The GOLD 2011 revision states that spirometry is required for making a clinical diagnosis of COPD. At the same time, the document has less emphasis on spirometric evaluation of disease severity and launches a combined assessment taking symptoms, spirometry and history of exacerbations into account. This is matched with initial treatment for COPD where smoking cessation, pulmonary rehabilitation and physical activity in general are given high priority followed by pharmacologic treatment guided by the novel assessment scheme. Comorbidities are often present in COPD and the GOLD 2011 revision gives some guidance in how to manage these as well as how to manage COPD in the presence of comorbidities.

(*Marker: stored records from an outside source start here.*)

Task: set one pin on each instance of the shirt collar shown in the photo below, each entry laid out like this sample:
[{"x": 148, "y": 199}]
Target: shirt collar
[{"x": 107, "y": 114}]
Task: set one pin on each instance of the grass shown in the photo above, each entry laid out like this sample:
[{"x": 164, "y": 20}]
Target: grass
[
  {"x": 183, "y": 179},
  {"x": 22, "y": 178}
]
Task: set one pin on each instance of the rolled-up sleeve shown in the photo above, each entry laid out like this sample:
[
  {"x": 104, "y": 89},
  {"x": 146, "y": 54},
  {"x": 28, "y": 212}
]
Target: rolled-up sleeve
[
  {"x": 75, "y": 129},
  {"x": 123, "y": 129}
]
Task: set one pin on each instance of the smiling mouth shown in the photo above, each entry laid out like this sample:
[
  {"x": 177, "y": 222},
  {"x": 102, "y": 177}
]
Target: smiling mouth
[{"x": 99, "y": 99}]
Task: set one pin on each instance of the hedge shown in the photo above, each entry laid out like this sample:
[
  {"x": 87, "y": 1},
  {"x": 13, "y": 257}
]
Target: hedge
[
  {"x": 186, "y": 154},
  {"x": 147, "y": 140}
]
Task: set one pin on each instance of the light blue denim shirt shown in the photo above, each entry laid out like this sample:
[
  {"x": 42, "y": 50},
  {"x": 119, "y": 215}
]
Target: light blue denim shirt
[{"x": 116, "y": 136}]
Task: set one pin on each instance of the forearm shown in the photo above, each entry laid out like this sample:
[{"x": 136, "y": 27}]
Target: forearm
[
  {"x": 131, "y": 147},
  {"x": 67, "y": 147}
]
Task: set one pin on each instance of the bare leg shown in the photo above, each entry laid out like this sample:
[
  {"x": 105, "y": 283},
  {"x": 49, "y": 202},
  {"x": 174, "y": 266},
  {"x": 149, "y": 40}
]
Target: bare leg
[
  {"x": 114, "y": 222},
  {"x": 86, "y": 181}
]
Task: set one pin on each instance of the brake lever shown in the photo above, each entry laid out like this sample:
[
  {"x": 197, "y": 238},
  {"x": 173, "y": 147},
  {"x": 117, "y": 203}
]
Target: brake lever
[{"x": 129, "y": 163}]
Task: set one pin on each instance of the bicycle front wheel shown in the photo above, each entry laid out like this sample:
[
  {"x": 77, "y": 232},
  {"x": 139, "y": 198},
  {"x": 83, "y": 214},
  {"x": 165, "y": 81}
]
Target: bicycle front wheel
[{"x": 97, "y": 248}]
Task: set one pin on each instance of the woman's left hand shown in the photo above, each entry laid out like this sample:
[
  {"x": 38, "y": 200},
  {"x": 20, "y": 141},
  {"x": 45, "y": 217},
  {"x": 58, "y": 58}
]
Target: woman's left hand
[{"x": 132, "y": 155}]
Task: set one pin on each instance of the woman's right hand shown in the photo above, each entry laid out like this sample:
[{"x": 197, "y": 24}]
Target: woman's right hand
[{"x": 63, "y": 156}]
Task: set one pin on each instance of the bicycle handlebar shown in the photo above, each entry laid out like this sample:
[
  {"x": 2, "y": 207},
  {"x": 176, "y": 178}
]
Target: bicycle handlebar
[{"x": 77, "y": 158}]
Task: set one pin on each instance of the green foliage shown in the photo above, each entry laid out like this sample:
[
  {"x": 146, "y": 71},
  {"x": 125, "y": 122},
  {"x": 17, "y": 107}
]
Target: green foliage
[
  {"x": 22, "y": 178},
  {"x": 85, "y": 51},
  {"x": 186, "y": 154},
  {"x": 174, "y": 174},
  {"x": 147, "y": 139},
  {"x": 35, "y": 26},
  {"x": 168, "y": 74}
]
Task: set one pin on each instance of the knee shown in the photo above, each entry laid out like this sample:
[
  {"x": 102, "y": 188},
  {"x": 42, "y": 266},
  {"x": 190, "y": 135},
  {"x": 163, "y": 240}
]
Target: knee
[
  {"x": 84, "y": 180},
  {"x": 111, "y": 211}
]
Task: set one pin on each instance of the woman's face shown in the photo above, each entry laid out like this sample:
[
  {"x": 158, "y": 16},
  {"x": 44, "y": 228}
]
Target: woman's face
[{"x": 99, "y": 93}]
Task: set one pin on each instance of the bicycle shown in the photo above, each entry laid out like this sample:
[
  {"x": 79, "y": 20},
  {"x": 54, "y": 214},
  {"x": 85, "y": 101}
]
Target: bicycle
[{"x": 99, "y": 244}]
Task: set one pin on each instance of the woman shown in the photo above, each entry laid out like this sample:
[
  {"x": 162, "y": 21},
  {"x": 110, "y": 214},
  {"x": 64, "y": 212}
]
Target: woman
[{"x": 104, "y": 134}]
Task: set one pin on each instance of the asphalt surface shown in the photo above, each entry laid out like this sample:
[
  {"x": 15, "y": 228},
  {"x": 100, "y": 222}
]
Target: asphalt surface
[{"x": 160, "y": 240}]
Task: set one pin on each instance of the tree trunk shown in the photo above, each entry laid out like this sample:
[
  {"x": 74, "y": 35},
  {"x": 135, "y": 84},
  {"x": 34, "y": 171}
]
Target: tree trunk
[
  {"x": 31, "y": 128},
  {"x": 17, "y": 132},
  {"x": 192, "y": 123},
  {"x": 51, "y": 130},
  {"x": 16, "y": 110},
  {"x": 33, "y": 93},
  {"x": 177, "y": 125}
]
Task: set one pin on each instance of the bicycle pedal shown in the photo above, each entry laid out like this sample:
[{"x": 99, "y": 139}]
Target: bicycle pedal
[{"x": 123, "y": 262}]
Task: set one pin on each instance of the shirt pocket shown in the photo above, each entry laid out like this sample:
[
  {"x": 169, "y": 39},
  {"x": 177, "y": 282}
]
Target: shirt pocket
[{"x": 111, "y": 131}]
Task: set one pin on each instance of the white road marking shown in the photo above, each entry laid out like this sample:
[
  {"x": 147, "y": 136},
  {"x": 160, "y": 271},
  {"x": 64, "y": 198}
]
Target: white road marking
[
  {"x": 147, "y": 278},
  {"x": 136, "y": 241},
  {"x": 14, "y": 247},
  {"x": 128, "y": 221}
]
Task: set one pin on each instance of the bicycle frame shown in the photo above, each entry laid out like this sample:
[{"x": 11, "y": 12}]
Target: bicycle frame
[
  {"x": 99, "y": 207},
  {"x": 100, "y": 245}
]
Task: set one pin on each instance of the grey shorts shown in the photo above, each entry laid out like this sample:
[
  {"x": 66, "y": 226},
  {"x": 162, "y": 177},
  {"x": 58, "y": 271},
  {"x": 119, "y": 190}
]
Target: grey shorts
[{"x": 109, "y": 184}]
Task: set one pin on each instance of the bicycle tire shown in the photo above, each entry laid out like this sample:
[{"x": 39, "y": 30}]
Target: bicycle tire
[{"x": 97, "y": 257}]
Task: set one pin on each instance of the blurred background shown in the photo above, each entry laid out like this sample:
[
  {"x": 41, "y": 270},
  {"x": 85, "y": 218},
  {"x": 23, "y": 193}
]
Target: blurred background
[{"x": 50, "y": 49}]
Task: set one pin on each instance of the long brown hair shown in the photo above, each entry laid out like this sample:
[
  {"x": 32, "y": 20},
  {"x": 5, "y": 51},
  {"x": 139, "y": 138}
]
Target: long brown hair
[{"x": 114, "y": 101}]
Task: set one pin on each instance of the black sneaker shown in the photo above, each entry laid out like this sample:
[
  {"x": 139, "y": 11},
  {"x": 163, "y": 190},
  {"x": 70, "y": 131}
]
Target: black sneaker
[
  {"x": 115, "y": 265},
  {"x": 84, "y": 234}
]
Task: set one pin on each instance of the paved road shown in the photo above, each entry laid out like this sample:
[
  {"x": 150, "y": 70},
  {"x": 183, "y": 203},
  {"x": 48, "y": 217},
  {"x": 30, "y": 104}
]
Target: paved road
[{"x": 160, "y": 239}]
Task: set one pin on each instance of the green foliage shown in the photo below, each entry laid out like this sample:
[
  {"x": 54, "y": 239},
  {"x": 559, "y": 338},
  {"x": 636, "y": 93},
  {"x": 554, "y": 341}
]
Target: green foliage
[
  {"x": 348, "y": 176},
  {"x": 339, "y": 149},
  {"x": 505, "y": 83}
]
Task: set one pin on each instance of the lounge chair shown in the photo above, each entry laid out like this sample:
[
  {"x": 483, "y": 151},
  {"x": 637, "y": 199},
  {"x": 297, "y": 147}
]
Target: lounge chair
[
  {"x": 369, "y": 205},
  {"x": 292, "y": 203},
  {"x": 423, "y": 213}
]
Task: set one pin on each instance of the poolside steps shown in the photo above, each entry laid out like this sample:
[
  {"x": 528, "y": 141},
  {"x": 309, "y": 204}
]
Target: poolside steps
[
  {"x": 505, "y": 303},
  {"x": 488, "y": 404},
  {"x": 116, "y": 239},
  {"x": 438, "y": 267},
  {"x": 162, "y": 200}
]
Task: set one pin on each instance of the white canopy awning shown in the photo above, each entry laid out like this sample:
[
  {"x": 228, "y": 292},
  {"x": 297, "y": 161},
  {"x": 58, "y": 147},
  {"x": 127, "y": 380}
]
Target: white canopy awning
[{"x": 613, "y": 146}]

A more clinically oriented GOLD document will hopefully improve assessment and management of COPD.
自2001年以来,慢性阻塞性肺疾病全球倡议组织(GOLD)发布了慢性阻塞性肺疾病(COPD)的诊断和管理策略,这已成为众多国家和地区指南的基础。
我们描述GOLD文件2011年修订版的背景。
GOLD文件每年更新,并根据已发表的研究以及专家小组对如何最佳制定和传播COPD知识的评估,每5年修订一次。
GOLD 2011修订版指出,临床诊断COPD需要进行肺功能测定。同时,该文件对疾病严重程度的肺功能评估的重视程度降低,并推出了一种综合评估方法,将症状、肺功能测定和急性加重史考虑在内。这与COPD的初始治疗相匹配,其中戒烟、肺康复和一般体育活动被高度优先考虑,随后是根据新的评估方案进行药物治疗。COPD患者常伴有合并症,GOLD 2011修订版对如何管理这些合并症以及在存在合并症的情况下如何管理COPD提供了一些指导。
一份更以临床为导向的GOLD文件有望改善COPD的评估和管理。